Comprenant le rôle fondamental de la culture, Modi Bokeïta est déterminé à mettre l’art et la science au service du peuple. Au sein de chaque section de la jeunesse, une troupe théâtrale et folklorique, ainsi qu’un orchestre, sont institués. Un orchestre national est mis sur pied pour interpréter les rythmes maliens et africains et initier les jeunes amateurs à la musique. Afin de détecter les talents, un concours est créé dans le domaine des lettres et une section de recherche scientifique est appelée « Jeune science ».

Nous pourrions énumérer encore longtemps les projets de développement initiés par ce grand leader, qui feraient rêver jusqu’en France aujourd’hui. Par exemple, les enseignants se voient octroyer une prime deux fois et demie plus élevée dans les villages de brousse qu’à Bamako et les grandes villes, afin d’encourager l’éducation dans les monde rural. 43 centres de protection maternelle et infantile, 8 grands centres d’hygiène et 41 centres antituberculeux sont instaurés. Mais aussi 19 000 charrues, 3 000 pulvérisateurs, 6 000 tonnes d’engrais et 25 000 tonnes d’insecticides seront mis à disposition des paysans pour augmenter leur productivité. Sans compter le bitumage des routes, la conserverie de Baguinda, etc, etc.

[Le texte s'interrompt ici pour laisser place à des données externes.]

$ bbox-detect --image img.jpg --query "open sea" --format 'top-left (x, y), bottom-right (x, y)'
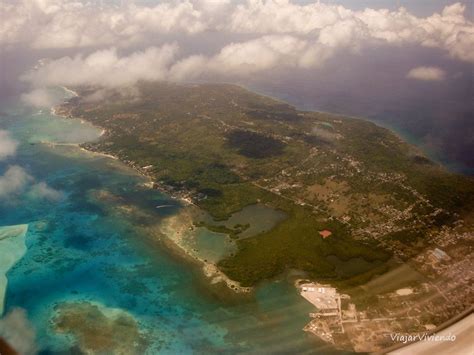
top-left (0, 93), bottom-right (342, 354)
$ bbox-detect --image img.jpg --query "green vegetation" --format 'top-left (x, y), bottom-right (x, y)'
top-left (62, 83), bottom-right (474, 285)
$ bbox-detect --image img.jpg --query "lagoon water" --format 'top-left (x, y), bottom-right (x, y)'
top-left (0, 96), bottom-right (329, 354)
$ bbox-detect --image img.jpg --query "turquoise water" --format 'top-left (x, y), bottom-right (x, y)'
top-left (0, 96), bottom-right (329, 354)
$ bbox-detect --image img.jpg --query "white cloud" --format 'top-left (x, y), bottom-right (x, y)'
top-left (21, 88), bottom-right (63, 107)
top-left (0, 130), bottom-right (18, 160)
top-left (0, 165), bottom-right (34, 199)
top-left (0, 308), bottom-right (37, 355)
top-left (0, 0), bottom-right (474, 62)
top-left (407, 67), bottom-right (446, 81)
top-left (23, 44), bottom-right (178, 89)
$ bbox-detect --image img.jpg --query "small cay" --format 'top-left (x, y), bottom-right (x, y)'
top-left (0, 224), bottom-right (28, 315)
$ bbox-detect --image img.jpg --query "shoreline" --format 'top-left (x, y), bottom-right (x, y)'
top-left (48, 92), bottom-right (253, 293)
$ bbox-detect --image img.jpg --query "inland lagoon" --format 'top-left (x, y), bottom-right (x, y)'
top-left (0, 93), bottom-right (327, 354)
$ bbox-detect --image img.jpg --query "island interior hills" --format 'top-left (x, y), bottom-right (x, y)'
top-left (56, 83), bottom-right (474, 351)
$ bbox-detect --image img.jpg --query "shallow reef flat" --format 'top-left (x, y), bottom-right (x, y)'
top-left (0, 224), bottom-right (28, 315)
top-left (52, 301), bottom-right (147, 354)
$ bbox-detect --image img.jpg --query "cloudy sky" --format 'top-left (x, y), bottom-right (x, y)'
top-left (0, 0), bottom-right (474, 171)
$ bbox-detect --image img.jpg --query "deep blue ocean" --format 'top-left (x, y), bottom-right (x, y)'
top-left (0, 93), bottom-right (336, 354)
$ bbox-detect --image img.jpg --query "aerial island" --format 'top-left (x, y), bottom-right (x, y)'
top-left (56, 83), bottom-right (474, 351)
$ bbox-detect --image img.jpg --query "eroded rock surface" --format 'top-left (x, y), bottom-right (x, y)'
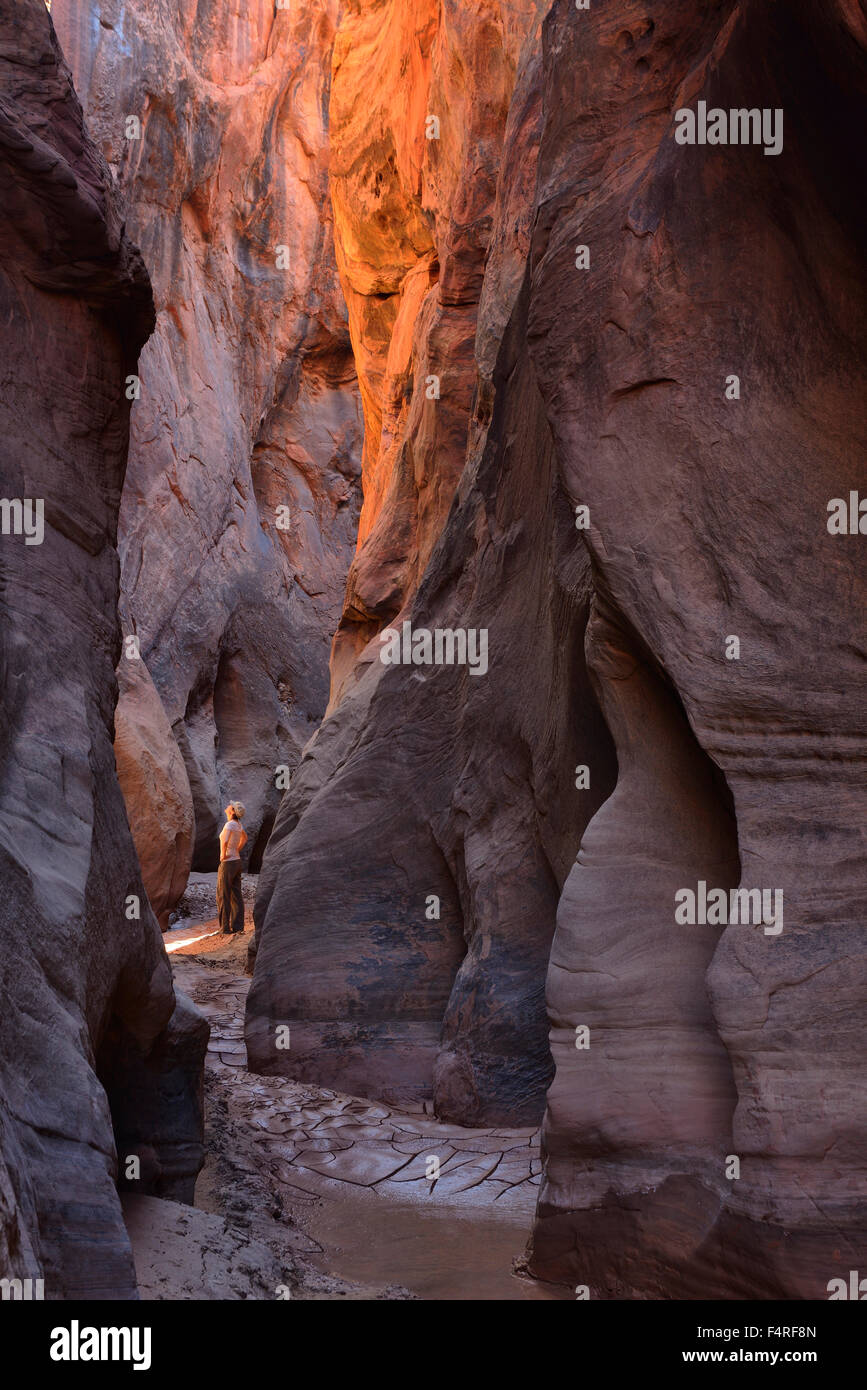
top-left (0, 0), bottom-right (204, 1298)
top-left (531, 0), bottom-right (867, 1298)
top-left (53, 0), bottom-right (361, 878)
top-left (114, 657), bottom-right (196, 931)
top-left (246, 4), bottom-right (611, 1125)
top-left (247, 0), bottom-right (867, 1298)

Seulement voilà : du paradis qu’avait commencé à créer Modibo Keïta, il ne reste plus aujourd’hui qu’un enfer. TOUT a disparu… La ligne de chemin de fer en est le symbole le plus tragique : désaffectée, elle est devenu une décharge publique où l’on voit se consumer, dans les flammes de l’enfer, des centaines de kilos de détritus. Et ce, sous le regard désespérant et désespéré des enfants du Mali, abandonnés, mal nourris, mal soignés… Et privés de tout espoir pour l’avenir.

Le chemin de fer malien devenu décharge publique

Depuis le premier coup d’Etat contre Modibo Keïta en 1968 – qui l’a conduit en prison jusqu’à son assassinat en 1977 – les dictateurs successifs ont systématiquement été soutenus par les réseaux de la Françafrique et détruit son héritage. A l’esclavage politique mis en place par ces marionnettes de l’impérialisme français s’est ajouté l’esclavage monétaire, avec le retour du franc CFA en juillet 1984 – soit 22 ans après la création de la monnaie nationale malienne par Modibo Keïta. Rappelons-nous ce qu’il disait alors :

« Dans quelques heures, exactement à zéro heure du 1er juillet 1962, la République du Mali disposera de sa monnaie nationale, le franc malien, ayant seul, désormais, cours légal et pouvoir libératoire illimité sur l’étendue du territoire national. A cet effet, le privilège de l’émission sera exercé par un Institut d’Emission National, la Banque de la République du Mali, qui détiendra l’ensemble des pouvoirs monétaires exercés auparavant par la Banque Centrale des Etats de l’Afrique de l’Ouest.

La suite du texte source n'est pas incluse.